The eldest son of Pao-t'ing, Shou-fu 壽富 (T. 伯茀 H. 菊客, 1865-1900), obtained his chin-shih degree in 1898. In the same year he became an assistant professor in the Peking Imperial University (see under Sun Chia-nai) and made a tour of inspection in Japan. Upon his return he presented to the throne his report, entitled 日本風土記 Jih-pên fêng-t'u chi, 4 chüan, in which he advocated the modernization of China on the pattern of Japan. Soon after, however, the coup d'état of the Empress Dowager took place (see under T'an Ssŭ-t'ung), and he was forced to retire. When the Boxer Rebellion broke out (1900) Shou-fu advised Jung-lu [q.v.] to force the Kansu army, under the command of Tung Fu-hsiang (see under Jung-lu), to evacuate Peking so that these troops would not come into conflict with those of the foreign powers. Jung-lu, however, did not follow this advice, and when Tung's army attacked the Legations, the Allied forces threatened the capital. In this crisis Shou-fu's father-in-law, Lien-yüan 聯元 (T. 仙蘅, 1838-1900, chin-shih of 1868), urged the inadvisability of resisting the foreign troops, but his opinion was disregarded and he was executed (August 11, 1900) by influential conservatives, on the charge of treason.

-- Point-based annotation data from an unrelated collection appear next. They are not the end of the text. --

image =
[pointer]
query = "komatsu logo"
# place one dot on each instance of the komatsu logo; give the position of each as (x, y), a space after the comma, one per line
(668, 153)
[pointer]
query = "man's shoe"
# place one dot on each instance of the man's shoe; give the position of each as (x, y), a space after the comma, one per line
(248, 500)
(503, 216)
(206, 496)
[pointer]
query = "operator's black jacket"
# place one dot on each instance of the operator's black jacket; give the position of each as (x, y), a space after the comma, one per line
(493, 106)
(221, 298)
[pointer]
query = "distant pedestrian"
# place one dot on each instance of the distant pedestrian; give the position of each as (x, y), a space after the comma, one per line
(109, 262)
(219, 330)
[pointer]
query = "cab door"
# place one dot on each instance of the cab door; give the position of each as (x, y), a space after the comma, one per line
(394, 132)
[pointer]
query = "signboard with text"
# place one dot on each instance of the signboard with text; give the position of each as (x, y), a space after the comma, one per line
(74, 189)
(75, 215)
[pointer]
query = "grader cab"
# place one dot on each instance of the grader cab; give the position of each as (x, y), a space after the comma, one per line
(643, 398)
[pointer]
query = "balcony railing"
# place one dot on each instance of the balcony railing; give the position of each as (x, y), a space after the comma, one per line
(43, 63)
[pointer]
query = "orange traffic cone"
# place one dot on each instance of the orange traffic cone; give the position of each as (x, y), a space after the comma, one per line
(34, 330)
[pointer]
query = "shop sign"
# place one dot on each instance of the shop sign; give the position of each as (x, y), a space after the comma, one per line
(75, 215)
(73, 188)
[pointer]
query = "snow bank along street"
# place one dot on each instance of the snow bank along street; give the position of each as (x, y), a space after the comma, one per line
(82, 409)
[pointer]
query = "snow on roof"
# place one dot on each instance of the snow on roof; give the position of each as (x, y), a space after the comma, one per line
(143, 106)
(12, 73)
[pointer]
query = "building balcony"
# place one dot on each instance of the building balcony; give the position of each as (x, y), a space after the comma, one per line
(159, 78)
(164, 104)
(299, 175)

On August 14, the Allied forces entered Peking, and three days later when a foreign contingent approached his residence, Shou-fu and his brother, Shou-fan 壽蕃 (T. 仲茀, original ming 富壽, 1869-1900), and his two younger sisters, took poison. But before the poison could take effect they hanged themselves. Shou-fu's wife and her two infants survived.

[ 1/450/2a; Nien-p'u (see above); Fan-t'ien lu ts'ung-lu (see bibl. under Hsiao-ch'in) chüan 7; Chên-chün 震鈞, 天咫偶聞 T'ien-chih ou-wên (1907) 5/14b; Hsüeh-ch'iao shih-hua (see under Shêng-yü), first series, 12/62b; Chin-liang (see under Wêng T'ung-ho), Chin-shih jên-wu chih (1934), p. 276; for Shou-fu, 1/474/3a; 6/33/16a; Hsi-hsün hui-luan shih-mo (see bibl. under Jung-lu) 3/26a.]